In Mary Shelley's novel Frankenstein, Victor Frankenstein is in love with Elizabeth Lavenza. The question at hand asks if the love Victor had for her is selfish or not. I, for one, would say no.
I do not think that Victor's love for her is selfish based upon the fact of his falling in love with her at such a young age. He recalls the fact that his mother wished for them to be married.
"My children," she said, "my firmest hopes of future happiness were placed on the prospect of your union. This expectation will now be the consolation of your father. Elizabeth, my love, you must supply my place to my younger children.
Victor, loving his mother very much, looked upon this death-bed wish with a honest heart. It was Elizabeth's actions later that seemed to solidify his feelings for her.

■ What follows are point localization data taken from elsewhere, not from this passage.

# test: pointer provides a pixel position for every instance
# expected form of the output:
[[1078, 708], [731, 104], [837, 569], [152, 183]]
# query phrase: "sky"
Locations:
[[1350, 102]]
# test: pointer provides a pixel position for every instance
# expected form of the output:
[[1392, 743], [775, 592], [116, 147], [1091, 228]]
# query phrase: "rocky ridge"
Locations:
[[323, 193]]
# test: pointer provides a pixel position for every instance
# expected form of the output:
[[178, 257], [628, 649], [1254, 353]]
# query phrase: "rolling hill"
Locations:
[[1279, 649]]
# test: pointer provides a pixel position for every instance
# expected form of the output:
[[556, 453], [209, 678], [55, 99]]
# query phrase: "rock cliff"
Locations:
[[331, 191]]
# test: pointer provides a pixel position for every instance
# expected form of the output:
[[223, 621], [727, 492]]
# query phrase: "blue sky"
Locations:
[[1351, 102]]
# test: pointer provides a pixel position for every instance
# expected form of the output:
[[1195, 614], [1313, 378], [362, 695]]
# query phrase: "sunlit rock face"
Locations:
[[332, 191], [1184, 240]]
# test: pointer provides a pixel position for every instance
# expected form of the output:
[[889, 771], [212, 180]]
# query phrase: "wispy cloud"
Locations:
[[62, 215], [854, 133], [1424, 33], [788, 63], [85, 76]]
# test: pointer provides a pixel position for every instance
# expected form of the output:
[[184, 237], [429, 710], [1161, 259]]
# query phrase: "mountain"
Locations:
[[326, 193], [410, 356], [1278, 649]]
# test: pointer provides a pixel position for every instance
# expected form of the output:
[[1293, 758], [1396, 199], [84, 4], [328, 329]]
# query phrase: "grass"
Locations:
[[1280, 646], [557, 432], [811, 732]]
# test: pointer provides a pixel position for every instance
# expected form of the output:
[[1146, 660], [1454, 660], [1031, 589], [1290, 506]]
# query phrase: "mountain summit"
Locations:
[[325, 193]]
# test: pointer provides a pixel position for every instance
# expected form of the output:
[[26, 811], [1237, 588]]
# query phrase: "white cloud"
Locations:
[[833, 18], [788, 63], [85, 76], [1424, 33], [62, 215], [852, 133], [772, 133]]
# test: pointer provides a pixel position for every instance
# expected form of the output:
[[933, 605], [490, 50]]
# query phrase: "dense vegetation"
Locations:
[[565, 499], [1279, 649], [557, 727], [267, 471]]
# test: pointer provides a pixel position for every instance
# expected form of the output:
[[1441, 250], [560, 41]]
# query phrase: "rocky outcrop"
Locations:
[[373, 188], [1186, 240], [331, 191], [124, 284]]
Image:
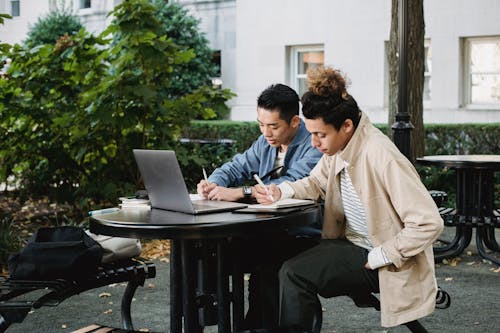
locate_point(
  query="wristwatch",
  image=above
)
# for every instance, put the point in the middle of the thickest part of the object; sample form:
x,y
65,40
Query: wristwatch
x,y
247,191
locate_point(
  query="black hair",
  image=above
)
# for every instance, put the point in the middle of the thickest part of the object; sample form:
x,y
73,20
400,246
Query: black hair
x,y
281,98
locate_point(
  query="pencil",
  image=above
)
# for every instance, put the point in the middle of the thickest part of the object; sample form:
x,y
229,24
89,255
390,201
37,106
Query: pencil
x,y
259,181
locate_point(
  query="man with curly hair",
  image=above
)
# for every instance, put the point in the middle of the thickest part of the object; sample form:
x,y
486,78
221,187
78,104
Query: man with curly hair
x,y
379,221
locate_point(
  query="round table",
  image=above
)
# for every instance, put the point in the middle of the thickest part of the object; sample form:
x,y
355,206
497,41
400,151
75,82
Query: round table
x,y
190,235
475,202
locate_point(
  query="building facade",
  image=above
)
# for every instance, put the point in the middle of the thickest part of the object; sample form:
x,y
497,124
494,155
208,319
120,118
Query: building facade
x,y
259,42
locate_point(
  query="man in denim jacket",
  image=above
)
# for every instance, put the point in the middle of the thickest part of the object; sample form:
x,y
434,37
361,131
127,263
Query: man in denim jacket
x,y
282,152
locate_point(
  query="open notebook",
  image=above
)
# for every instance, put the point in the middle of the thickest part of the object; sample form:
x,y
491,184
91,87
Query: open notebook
x,y
285,205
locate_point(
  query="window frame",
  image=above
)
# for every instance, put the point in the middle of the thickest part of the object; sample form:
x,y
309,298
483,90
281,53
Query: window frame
x,y
466,88
81,4
293,68
12,8
428,73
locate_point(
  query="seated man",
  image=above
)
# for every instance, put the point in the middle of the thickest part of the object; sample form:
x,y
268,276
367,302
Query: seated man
x,y
379,222
282,152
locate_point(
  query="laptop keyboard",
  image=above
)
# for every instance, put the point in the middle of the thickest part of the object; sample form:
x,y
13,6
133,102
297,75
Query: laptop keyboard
x,y
199,206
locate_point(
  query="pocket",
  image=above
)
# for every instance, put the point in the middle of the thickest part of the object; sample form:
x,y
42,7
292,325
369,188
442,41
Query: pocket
x,y
402,287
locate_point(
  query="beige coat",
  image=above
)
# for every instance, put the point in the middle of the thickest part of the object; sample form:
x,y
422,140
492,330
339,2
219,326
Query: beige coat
x,y
400,213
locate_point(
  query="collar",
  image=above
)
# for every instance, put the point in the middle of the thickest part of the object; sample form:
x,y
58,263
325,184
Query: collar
x,y
301,134
350,153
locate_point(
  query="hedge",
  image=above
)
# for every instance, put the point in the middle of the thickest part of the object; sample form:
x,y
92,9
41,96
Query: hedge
x,y
440,139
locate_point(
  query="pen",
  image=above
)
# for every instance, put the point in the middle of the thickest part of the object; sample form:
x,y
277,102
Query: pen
x,y
258,180
205,176
103,211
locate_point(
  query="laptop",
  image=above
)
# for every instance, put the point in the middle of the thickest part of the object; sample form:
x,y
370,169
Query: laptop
x,y
166,187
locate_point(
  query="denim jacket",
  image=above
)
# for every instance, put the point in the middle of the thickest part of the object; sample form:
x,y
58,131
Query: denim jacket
x,y
259,159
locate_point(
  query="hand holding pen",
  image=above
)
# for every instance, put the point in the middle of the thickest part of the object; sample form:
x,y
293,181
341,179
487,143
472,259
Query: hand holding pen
x,y
204,187
268,193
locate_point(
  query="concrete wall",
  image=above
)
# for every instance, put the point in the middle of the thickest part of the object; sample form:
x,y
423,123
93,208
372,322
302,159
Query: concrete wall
x,y
353,34
253,36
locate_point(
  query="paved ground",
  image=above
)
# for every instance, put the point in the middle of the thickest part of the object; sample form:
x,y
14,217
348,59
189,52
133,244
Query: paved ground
x,y
473,284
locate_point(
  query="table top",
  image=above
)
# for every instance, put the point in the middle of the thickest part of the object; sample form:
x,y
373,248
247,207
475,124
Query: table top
x,y
163,224
490,162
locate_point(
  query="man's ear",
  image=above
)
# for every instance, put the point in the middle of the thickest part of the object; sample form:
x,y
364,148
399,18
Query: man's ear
x,y
348,126
295,121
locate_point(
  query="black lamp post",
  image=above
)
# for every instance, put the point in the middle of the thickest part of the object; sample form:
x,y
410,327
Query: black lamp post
x,y
402,126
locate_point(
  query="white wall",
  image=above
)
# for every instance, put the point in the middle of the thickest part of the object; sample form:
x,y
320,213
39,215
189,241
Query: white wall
x,y
15,30
218,22
253,36
353,33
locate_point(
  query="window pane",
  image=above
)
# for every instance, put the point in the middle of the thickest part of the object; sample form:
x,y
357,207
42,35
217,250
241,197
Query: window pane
x,y
484,71
85,4
309,59
14,8
427,88
427,71
302,86
485,88
485,56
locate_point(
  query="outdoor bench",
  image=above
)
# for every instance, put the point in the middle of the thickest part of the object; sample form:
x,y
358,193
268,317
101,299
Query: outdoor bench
x,y
443,301
14,307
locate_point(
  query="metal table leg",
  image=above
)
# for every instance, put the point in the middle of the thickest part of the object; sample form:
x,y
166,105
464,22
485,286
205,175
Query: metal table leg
x,y
175,287
223,306
190,309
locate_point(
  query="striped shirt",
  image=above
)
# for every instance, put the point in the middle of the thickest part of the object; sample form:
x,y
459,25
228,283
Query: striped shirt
x,y
356,226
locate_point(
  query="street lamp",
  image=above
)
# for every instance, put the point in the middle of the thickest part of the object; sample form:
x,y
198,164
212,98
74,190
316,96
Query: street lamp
x,y
402,126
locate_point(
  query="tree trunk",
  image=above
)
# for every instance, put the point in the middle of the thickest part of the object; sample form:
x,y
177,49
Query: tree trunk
x,y
416,59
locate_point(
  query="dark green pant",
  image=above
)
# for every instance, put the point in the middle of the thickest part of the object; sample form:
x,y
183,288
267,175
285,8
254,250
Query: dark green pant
x,y
333,268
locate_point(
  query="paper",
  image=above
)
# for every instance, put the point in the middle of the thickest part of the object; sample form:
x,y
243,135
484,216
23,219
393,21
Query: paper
x,y
284,203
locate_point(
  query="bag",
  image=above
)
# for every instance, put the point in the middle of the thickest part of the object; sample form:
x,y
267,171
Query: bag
x,y
116,248
58,252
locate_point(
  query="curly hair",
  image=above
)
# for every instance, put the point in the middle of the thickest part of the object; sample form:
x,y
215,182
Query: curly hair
x,y
327,98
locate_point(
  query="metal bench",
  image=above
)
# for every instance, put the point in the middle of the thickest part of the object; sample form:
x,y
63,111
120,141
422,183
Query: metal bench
x,y
14,309
443,301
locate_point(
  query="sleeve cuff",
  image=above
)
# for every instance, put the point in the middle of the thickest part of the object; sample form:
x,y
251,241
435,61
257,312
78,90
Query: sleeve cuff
x,y
377,258
286,190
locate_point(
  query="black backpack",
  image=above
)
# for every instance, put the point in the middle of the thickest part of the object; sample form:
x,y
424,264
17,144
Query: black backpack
x,y
57,252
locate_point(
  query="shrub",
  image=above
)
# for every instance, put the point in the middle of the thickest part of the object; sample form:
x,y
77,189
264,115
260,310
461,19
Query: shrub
x,y
49,28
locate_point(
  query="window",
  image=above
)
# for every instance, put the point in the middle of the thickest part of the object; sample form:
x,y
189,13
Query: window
x,y
15,8
427,71
85,4
482,72
216,60
303,58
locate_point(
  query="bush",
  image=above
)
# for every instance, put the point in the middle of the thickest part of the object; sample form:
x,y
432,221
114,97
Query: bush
x,y
445,139
68,122
49,28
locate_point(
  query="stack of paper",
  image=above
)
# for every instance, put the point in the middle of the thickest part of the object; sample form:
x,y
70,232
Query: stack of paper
x,y
132,202
281,204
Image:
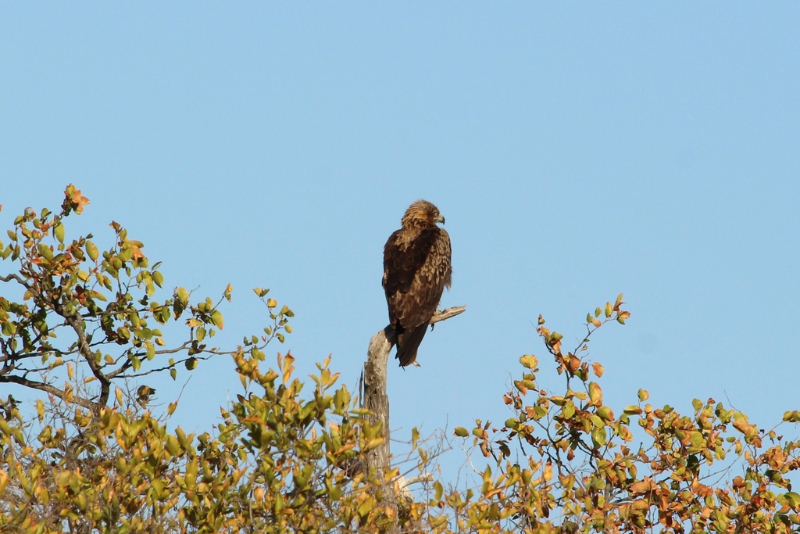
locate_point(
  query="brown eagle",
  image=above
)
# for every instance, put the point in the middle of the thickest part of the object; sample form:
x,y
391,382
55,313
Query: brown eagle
x,y
416,269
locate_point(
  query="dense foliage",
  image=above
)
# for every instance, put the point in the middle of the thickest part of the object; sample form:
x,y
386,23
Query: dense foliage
x,y
82,328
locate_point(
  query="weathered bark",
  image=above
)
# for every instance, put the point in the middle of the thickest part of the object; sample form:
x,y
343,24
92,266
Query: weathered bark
x,y
375,399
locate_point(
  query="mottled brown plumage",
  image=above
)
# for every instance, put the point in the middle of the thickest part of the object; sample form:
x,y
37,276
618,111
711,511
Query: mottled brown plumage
x,y
416,269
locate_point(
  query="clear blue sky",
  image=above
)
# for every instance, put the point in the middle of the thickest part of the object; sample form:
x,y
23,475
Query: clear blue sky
x,y
577,151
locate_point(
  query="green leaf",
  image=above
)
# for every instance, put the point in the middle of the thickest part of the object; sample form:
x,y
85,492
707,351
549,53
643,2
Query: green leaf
x,y
45,251
216,318
792,499
58,231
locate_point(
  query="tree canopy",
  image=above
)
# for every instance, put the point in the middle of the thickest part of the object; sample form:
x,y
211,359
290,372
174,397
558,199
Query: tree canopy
x,y
81,328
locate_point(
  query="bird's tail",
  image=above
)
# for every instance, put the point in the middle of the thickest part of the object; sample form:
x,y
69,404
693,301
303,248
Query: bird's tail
x,y
408,342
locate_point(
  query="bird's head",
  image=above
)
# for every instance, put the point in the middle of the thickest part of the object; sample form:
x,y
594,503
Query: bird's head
x,y
422,213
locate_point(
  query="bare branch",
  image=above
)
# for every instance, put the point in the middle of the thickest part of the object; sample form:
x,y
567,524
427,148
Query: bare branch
x,y
47,388
375,398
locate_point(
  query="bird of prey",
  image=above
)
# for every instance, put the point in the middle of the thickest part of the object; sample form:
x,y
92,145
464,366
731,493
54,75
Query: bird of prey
x,y
416,269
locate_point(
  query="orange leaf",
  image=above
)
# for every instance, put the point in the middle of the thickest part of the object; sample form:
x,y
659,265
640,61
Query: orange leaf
x,y
76,198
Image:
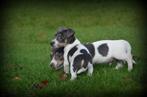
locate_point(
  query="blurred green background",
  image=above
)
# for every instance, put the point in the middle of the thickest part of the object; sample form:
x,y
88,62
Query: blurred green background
x,y
29,26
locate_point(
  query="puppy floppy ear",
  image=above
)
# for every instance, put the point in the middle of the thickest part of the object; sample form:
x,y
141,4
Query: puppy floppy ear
x,y
70,32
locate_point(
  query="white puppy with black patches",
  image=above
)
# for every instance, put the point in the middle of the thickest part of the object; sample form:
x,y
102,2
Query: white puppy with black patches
x,y
108,50
105,51
75,54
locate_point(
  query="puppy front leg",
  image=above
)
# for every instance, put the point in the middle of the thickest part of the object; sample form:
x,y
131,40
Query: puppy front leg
x,y
66,64
66,67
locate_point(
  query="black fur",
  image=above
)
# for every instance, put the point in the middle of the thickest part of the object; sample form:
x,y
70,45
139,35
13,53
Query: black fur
x,y
103,49
91,49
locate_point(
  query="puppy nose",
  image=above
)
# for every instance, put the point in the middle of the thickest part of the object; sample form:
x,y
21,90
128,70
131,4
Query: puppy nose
x,y
52,65
52,43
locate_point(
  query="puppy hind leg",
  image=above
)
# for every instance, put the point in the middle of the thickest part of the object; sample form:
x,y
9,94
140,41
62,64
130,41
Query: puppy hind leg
x,y
90,69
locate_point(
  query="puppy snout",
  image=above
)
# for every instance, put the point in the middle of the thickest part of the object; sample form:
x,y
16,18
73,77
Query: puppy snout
x,y
52,43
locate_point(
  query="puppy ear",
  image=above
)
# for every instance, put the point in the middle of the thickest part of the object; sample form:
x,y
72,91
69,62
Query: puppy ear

She indeed veiled her grief, and strove to act the comforter to us all. She looked steadily on life, and assumed its duties with courage and zeal. She devoted herself to those whom she had been taught to call her uncle and cousins. Never was she so enchanting as at this time when she recalled the sunshine of her smiles and spent them upon us. She forgot even her own regret in her endeavours to make us forget.
Therefore, I cannot believe that the love Victor has for Elizabeth is selfish. If anything, his love inspired by what he learned from a very different place--it was inspired by what he learned of love from his mother.